La finta lotta alla crisi climatica
Mentre i consumatori verdi hanno dilatato i loro acquisti green, la stragrande maggioranza della popolazione mondiale è andata in direzione opposta. La vera sostenibilità arretra ovunque, e nessuno dei 17 obiettivi dell’Agenda Onu 2030 per lo Sviluppo sostenibile sarà raggiunto, specie sul versante della crisi climatica che i consumatori verdi, con i loro nuovi stili di vita, dicono di ridurre e contenere. Il 2024 è stato l’anno più caldo di sempre, a Roma e Milano le temperature sono aumentate, in media, di 5 gradi negli ultimi trent’anni. Le emissioni nocive non sono mai state così alte e intanto da un decennio, sotto l’egida dell’Onu si celebrano le famigerate COP, le Conferenze sul clima dove si dovrebbero prendere decisioni efficaci e condivise da tutti i paesi delle Nazioni Unite.

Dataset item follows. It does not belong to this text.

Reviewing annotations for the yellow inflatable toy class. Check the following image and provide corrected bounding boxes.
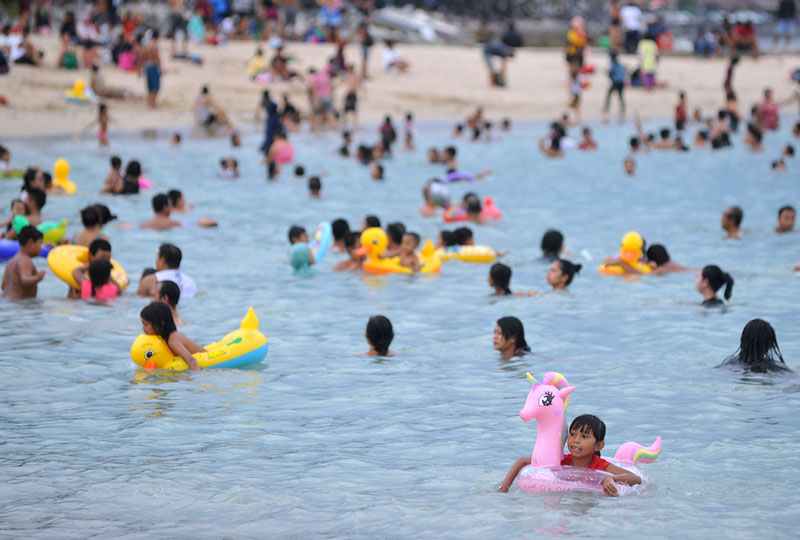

In realtà le COP sono state sequestrate dai lobbisti del gas e del petrolio che vi partecipano più numerosi dei rappresentanti degli stati, e si tengono, una coincidenza non certo fortuita, proprio nei paesi i cui governi (come nel caso dell’emirato di Dubai e dell’Azerbaijan) sono più interessati a non ridimensionare l’industria dei combustibili fossili, la maggiore responsabile delle emissioni nocive che poi impattano sulla crisi climatica. Una soluzione ci sarebbe: non mascherare l’impotenza e liberarsi dei lobbisti, sospendendo le COP fino a data da destinarsi. Fino a quando non si potranno celebrare con la certezza di arrivare a un accordo davvero utile per affrontare la crisi climatica.